According to AVG researcher Jakub Kroustek, the Cerber 3 Ransomware is already roaming in the cyberspace and making its kill. As per the findings, Cerber 3 is an advanced malware which unlike its predecessors contains certain fixes that do not allow malware researchers from decrypting the files.
Cerber 3 is being distributed via Ransomware-as-a-Service scheme and therefore is slated to increase the number of infections across the globe. The ransomware is also different from its predecessors in its mode of distribution. The malicious campaigns which are spreading Cerber 3 are different from those for its other variants. As per a report by researchers at Israel based Check Point security firm most of the infections of Cerber 3 at present are in Asia especially in China and South Korea.

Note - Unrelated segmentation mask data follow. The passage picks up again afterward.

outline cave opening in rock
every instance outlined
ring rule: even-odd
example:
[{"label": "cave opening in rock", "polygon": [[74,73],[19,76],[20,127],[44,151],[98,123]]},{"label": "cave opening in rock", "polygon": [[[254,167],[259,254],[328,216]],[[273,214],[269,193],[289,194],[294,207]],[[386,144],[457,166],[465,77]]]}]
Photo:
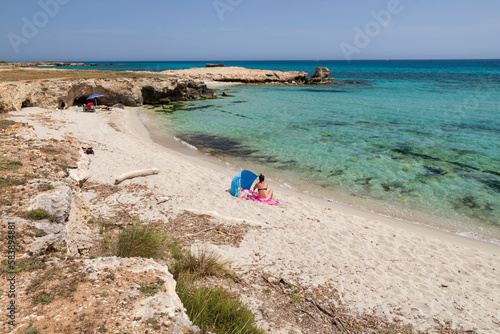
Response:
[{"label": "cave opening in rock", "polygon": [[31,101],[30,99],[26,99],[23,101],[23,104],[21,105],[21,108],[29,108],[31,107]]},{"label": "cave opening in rock", "polygon": [[61,101],[61,103],[59,103],[59,107],[60,107],[61,109],[66,108],[66,103],[64,103],[63,101]]},{"label": "cave opening in rock", "polygon": [[[84,105],[84,104],[88,103],[89,101],[87,100],[87,97],[88,96],[79,96],[79,97],[75,98],[73,100],[73,105],[74,106],[75,105],[76,106],[81,106],[81,105]],[[90,102],[92,102],[92,101],[90,101]]]}]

Cerber 3 Ransomware used Magnitude exploit kit to detect vulnerabilities in the operating system which paves way for their successful exploitation. Once Cerber 3 infects a system it demands for a ransom of $175 in Bitcoins that is double in value from previous variants. The ransom demand is presented in a Tor based webpage.
If your system is infected with Cerber 3 you should immediately disconnect the internet and copy your encrypted files to a safe and secure computer. There on you can manually remove Cerber 3 from your infected machine and then use data recovery tools to recover some of the data. In case you want to decrypt Cerber 3 encrypted files you need first know how Cerber 3 performs encryption. It starts by generating RSA 576-bit keys on the infected device. These keys are used to encode and decode files and are stored after successful encryption. The challenge lies with the decryption key that is encrypted with the same cipher but in more stronger bits RSA-2048. The decryption key is then sent to remote server which is handled by the criminals. The encryption algorithm used by Cerber 3 is RC4 which is an old one that leaked in 1994. The cipher on the other hand varies from 40 to 2048 bits. As per an advertisement published by Cerber 3 it uses 128-bit key. The challenge is that each encrypted file generates its own unique key. However, all these keys are encrypted using RSA-576 bit cipher which is already known to people. The challenge lies in the time that it will take to decrypt the files.